Bir arayışın kitabıydı Hanne.
Geçmişinden, kendinden, köklerinden kaçan Hanne'nin arayışı. Bu arayışa bir okur olarak şahit olmak ise sahiden güzeldi.
Konusundan kısaca bahsetmem gerekirse, Almanya'ya göç etmiş bir Türk ailenin aile içerisinde yaşadıkları drama, şiddete ve acılarına şahitlik ediyoruz. Olayın merkezindeki Hanne'den dinliyoruz olan biteni. Sonra kardeşi Ömer dahil oluyor aramıza ve aslında onun acılarının daha derin olduğunu görüyoruz... Yazarın, şiddete eğilimli insanların dünyayı, kendilerini ve sevdiklerini -gerçi birilerini sevebildilerini hiç sanmıyorum- nasıl mahvettiklerini çok iyi resmetmiş olmasına da ayrıca değinmem gerekir.

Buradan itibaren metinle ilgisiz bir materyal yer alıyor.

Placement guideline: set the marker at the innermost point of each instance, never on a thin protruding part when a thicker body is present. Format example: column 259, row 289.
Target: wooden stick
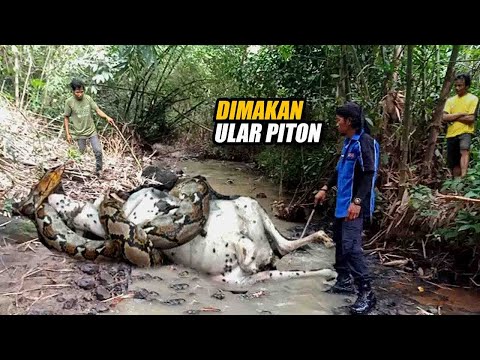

Kitap güzel ve özellikle ilk otuz sayfadan sonra gerçekten akıcıydı. Ama hoşuma gitmeyen, daha doğrusu eksik bulduğum, belki biraz daha ayrıntısını okumak istediğim olaylar yok değildi. Mesela Ömer'le Hanne'nin iletişimini biraz daha okumak, hissetmek isterdim. Ya da Hanne'nin gitmeye karar verdiği yere gidişini ve oradaki hislerini. Ya da Süleyman'la onu biraz daha okumayı... Bu yüzden kitabın son kısımları beni çok azıcık bir hayal kırıklığına uğratsa da, genel anlamda bana güzellikler katan bir kitap olduğu kanısındayım.
Yazarın tasavvufi meselelere değinmesi, Mesnevi'deki hikayeleri bir karakter ağzından ve oldukça da sarih bir şekilde şerh etmesi çok hoşuma gitti. O kısımları okurken ağzım kulaklarımdaydı. Belki de üniversitedeki aldığım Mesnevi Şerhi dersini hatırlattığından. Bir kez de tek başıma okumaya başlamayı düşündürttü bana, bu da güzel bir kazanım.
Uzun lafın kısası güzel, merak uyandırıcı, akıcı bir roman. Tavsiye olunur demeliyim.